México vive um novo cenário de crime organizado após a morte do líder do CJNG, alvo da operação do Exército. A ofensiva, que culminou na queda de Nemesio Oseguera Cervantes, conhecido como Mencho, encerra uma era de controle centralizado e coloca em evidência a dispersão de facções.
A estratégia de desmantelar grandes cartéis, adotada por governos mexicanos nas últimas duas décadas, resultou na captura de nomes históricos e na desintegração de estruturas. Com o Mencho morto, não há mais uma figura inequívoca que simbolize o poder da organização, segundo analistas.
Em 2012, a morte de Heriberto Lazcano abriu caminho para ascensão do Mencho, que gradualmente rompeu com velhos rivais e consolidou uma liderança. A queda do Chapo Guzmán também favoreceu sua ascensão, ainda que sob perfil baixo. Hoje, o emaranhado de gangues se apresenta mais pulverizado.
Contexto e mudanças estruturais
A atuação do CJNG, descrita como uma rede descentralizada, permitiu expansão nacional. Em resposta, o grupo passou a enfrentar ataques de autoridades e rivais, gerando um ciclo de violência. O número de grupos criminosos ativos teria passado de oito para mais de oitenta, segundo documentos militares filtrados.

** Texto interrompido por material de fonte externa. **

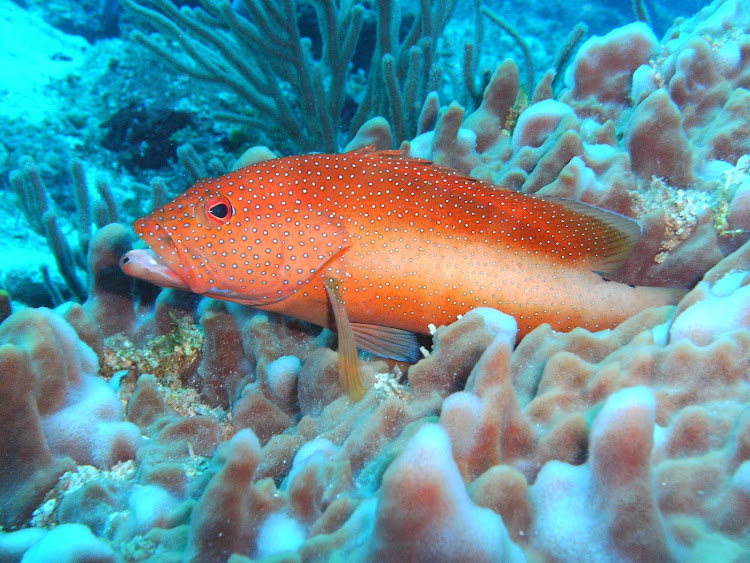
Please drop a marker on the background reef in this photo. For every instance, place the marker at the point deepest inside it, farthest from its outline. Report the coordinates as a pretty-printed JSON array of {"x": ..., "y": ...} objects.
[{"x": 154, "y": 425}]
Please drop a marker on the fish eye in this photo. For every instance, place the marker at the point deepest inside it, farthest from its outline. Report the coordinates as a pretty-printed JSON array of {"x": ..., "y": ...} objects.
[{"x": 219, "y": 210}]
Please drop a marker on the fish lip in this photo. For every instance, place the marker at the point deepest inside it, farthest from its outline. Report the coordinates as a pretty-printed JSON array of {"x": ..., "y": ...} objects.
[{"x": 173, "y": 257}]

A dispersão dos grandes núcleos tem levado a uma explosão de ocorrências violentas em diversas regiões. Em Puerto Vallarta, registros de ataques e incêndios indicam uma escalada regional. O aumento de confrontos reflete mutações no crimen organizado.
A prisão de líderes de peso no exterior também tem impacto interno. Mais de 100 presos de média e alta periculosidade foram enviados para fora do território mexicano, parte de uma estratégia para evitar alianças e mutações dentro de prisões.
Desdobramentos e leitores de cenário
Entre os detidos figuram exponentes históricos e mandos médios de facções rivais do CJNG. A retirada de figuras com capacidade de lavagem de dinheiro e de influência facilita mudanças no fluxo de recursos, segundo analistas.
Ainda segundo especialistas, a raiz do problema envolve redes de poder político e estruturas de lavagem ligadas a empresas locais. Sem enfrentar esse arcabouço, o ciclo de violência tende a persistir, independentemente de golpes contra figuras centrais.
Impacto operacional e perspectivas
A morte do Mencho evidencia limites da estratégia de concentrar ações apenas nos grandes nomes. O CJNG, descrito como franquia criminal, manteve capacidade de operação após o golpe, embora sob novos formatos. Diverseiro conjunto de ataques e bloqueios já foi identificado em múltiplos estados.
A análise destaca que a resposta de segurança pública hoje exige coordenação entre esferas federal, estadual e local. O papel das Forças Armadas na repressão de grupos descontinuados é questionado por especialistas, que defendem estratégias integradas de combate ao crime organizado.